Рассказ кажется подлинным воспоминанием. Он рассказывал его мне много раз, используя одни и те же слова. Дед удостоил меня особой и несколько смущающей привязанности. Крайности сходятся. Он был самым старым членом в этой роте, и я был, если можно так выразиться, ее временно усыновленным ребенком. Он был лоцманом дольше, чем кто-либо в лодке мог помнить; тридцать — сорок лет.
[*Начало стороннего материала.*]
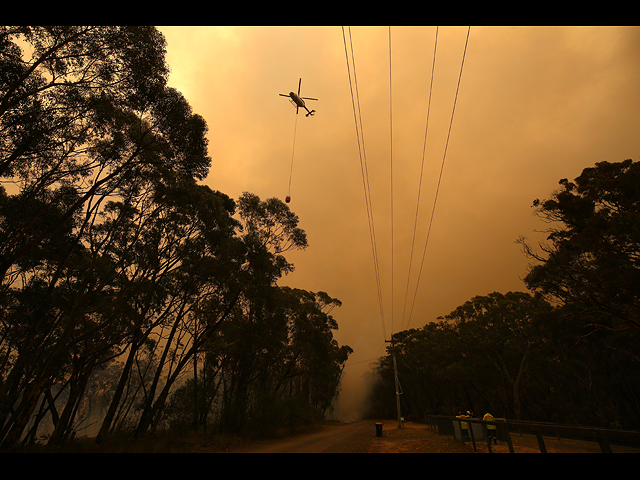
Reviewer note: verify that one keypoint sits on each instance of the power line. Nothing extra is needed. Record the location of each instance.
(364, 170)
(440, 176)
(433, 65)
(391, 172)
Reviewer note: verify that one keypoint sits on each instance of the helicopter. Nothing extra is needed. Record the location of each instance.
(298, 101)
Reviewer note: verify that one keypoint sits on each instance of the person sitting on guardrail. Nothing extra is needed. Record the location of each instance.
(491, 429)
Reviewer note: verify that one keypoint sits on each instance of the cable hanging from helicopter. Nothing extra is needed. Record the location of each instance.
(298, 102)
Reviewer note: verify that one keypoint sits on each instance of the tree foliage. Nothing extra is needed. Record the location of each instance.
(566, 352)
(593, 255)
(124, 282)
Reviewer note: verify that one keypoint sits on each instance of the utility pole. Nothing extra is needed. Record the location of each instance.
(395, 375)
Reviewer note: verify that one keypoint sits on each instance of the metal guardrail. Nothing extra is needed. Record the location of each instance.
(446, 425)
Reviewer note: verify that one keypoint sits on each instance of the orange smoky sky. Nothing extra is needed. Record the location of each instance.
(534, 105)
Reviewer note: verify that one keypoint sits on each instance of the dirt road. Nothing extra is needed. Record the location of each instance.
(360, 437)
(345, 438)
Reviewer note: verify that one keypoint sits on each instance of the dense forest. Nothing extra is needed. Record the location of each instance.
(565, 351)
(133, 297)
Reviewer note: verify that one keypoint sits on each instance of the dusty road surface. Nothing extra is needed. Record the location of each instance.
(360, 437)
(353, 437)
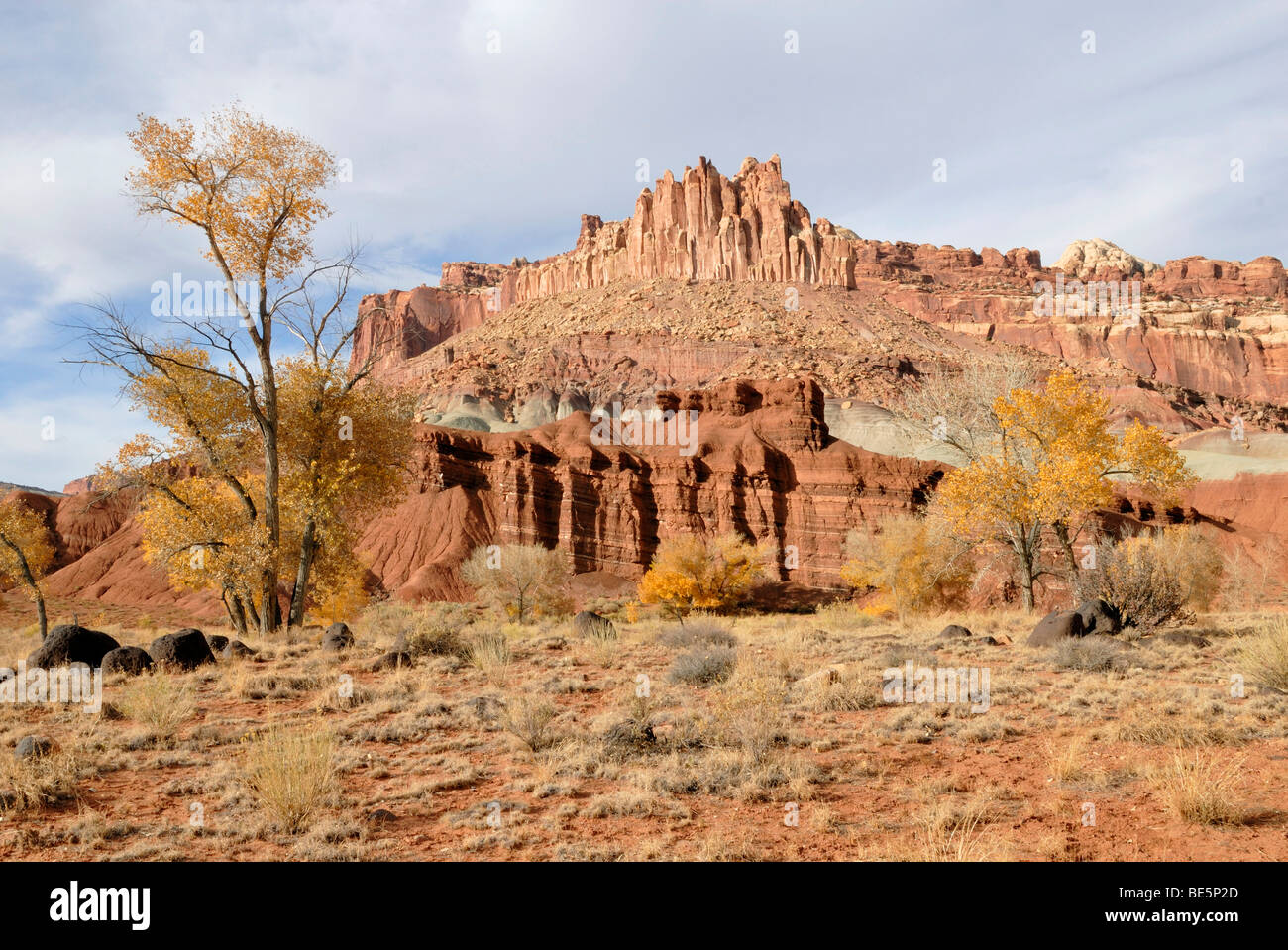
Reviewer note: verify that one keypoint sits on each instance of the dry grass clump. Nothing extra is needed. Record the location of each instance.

Он сам не казался уверенным, но это можно было выяснить, предположил он, в архивах лоцманской конторы. Он был отправлен на пенсию много лет назад, но выходил по привычке; и, как мой друг, патрон роты, однажды доверительно сообщил мне шепотом, «старик не причинял вреда. Он не мешал». Они относились к нему с грубоватым почтением. Тот или другой время от времени обращались к нему с незначительным замечанием, но никто на самом деле не обращал внимания на то, что он говорил. Он пережил свою силу, свою полезность, саму свою мудрость. Он носил длинные зеленые шерстяные чулки, натянутые выше колена поверх брюк, своего рода шерстяной ночной колпак на своей безволосой голове и деревянные сабо на ногах. Без своего плаща с капюшоном он выглядел как крестьянин. Полдюжины рук протягивались, чтобы помочь ему подняться на борт, но потом его оставляли довольно много наедине со своими мыслями. Конечно, он никогда не работал, за исключением, может быть, того, чтобы отдать какой-нибудь канат, когда кричали: «He, l'Ancien! отпусти фалы там, под рукой» — или какую-нибудь подобную просьбу легкого рода.